🤖 AI Summary
Medical report generation models often suffer from clinical hallucinations, leading to factual inaccuracies that undermine diagnostic reliability. To address this, we propose HiMed-RL, a hierarchical reinforcement learning framework featuring a human-inspired dynamic reward adjustment mechanism that progressively optimizes linguistic fluency, conceptual accuracy, and diagnostic consistency. Our approach innovatively integrates expert-knowledge-guided concept alignment, token-level reward modeling, semantic-level LLM-based validation, and an adaptive reward scheduling strategy—enabling fine-grained clinical quality control. Evaluated on both in-domain and cross-domain benchmarks, the HiMed-3B model achieves state-of-the-art performance; notably, its cross-domain metrics surpass those of the second-best baseline by 12.1%, significantly enhancing the clinical credibility and practical utility of generated reports.
📝 Abstract
Automatic medical report generation can greatly reduce the workload of doctors, but it is often unreliable for real-world deployment. Current methods can write formally fluent sentences but may be factually flawed, introducing serious medical errors known as clinical hallucinations, which make them untrustworthy for diagnosis. To bridge this gap, we introduce HiMed-RL, a Hierarchical Medical Reward Learning Framework designed to explicitly prioritize clinical quality. HiMed-RL moves beyond simple text matching by deconstructing reward learning into three synergistic levels: it first ensures linguistic fluency at the token-level, then enforces factual grounding at the concept-level by aligning key medical terms with expert knowledge, and finally assesses high-level diagnostic consistency at the semantic-level using a specialized LLM verifier.
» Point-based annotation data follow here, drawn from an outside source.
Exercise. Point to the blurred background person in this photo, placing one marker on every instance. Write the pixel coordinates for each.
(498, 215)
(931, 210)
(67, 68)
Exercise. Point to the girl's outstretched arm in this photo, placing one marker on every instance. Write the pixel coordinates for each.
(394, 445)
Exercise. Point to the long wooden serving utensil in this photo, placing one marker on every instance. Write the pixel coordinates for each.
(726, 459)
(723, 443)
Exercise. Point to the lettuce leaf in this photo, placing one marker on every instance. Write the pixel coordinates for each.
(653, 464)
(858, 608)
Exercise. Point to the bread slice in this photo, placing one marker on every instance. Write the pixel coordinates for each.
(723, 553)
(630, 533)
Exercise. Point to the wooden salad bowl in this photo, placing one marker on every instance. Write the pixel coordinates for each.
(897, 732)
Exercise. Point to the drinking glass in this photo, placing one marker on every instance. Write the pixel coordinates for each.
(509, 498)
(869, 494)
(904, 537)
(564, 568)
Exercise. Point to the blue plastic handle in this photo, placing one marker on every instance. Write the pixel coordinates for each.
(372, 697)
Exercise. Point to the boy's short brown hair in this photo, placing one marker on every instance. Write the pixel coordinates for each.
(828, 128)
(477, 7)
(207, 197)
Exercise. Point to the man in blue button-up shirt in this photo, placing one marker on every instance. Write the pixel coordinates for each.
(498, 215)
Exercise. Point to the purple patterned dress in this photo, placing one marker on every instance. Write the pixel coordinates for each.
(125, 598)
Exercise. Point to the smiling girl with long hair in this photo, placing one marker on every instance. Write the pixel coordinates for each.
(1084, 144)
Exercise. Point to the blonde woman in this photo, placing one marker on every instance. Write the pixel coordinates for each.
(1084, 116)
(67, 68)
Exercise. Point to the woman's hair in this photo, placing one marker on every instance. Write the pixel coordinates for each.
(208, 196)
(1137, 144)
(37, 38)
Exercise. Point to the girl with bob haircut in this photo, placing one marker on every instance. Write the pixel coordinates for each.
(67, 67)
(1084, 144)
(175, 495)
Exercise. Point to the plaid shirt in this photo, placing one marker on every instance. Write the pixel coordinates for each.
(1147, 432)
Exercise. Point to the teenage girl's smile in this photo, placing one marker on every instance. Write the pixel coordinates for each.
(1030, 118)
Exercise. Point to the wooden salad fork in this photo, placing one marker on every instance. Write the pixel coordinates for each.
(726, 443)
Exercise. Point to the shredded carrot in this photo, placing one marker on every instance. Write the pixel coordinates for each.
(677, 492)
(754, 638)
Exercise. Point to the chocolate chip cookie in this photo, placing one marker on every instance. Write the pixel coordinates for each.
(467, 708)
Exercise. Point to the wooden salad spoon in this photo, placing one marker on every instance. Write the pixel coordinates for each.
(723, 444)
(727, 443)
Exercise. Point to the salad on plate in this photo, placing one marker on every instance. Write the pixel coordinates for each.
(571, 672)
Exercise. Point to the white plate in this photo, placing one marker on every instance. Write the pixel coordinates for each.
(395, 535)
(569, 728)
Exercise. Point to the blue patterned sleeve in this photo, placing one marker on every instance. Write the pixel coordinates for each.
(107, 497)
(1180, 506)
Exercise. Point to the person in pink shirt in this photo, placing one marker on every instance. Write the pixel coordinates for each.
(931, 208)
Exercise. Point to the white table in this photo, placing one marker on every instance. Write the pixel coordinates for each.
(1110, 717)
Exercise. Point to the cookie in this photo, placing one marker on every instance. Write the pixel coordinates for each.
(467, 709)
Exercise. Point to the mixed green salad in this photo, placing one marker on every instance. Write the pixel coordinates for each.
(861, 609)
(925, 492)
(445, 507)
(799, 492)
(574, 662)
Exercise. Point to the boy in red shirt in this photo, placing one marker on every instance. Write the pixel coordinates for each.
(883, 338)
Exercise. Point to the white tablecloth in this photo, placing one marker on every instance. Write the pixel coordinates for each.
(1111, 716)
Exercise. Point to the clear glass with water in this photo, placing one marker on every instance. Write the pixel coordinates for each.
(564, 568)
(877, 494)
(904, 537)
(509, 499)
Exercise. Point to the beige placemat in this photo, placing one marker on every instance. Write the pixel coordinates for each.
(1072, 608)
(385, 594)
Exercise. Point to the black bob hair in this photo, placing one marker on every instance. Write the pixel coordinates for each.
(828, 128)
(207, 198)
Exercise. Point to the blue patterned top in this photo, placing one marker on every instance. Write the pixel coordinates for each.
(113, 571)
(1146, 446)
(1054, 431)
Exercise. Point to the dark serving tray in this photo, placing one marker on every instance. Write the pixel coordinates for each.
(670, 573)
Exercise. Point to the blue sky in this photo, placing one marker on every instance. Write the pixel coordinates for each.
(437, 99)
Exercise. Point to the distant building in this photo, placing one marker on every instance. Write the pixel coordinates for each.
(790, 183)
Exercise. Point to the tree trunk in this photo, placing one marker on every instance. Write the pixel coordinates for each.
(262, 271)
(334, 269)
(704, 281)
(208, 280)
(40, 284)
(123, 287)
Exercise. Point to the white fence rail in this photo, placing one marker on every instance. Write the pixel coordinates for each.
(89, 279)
This hierarchical reward is implemented via a Human-inspired Dynamic Reward Adjustment, a strategy which first teaches the model to learn basic facts before progressing to more complex diagnostic reasoning. Experimentally, HiMed-3B achieves state-of-the-art performance on both in-domain and out-of-domain benchmarks, particularly on the latter, with an improvement of 12.1% over the second-best baseline. Our work provides a robust paradigm for generating reports that not only improve fluency but clinical fine-grained quality.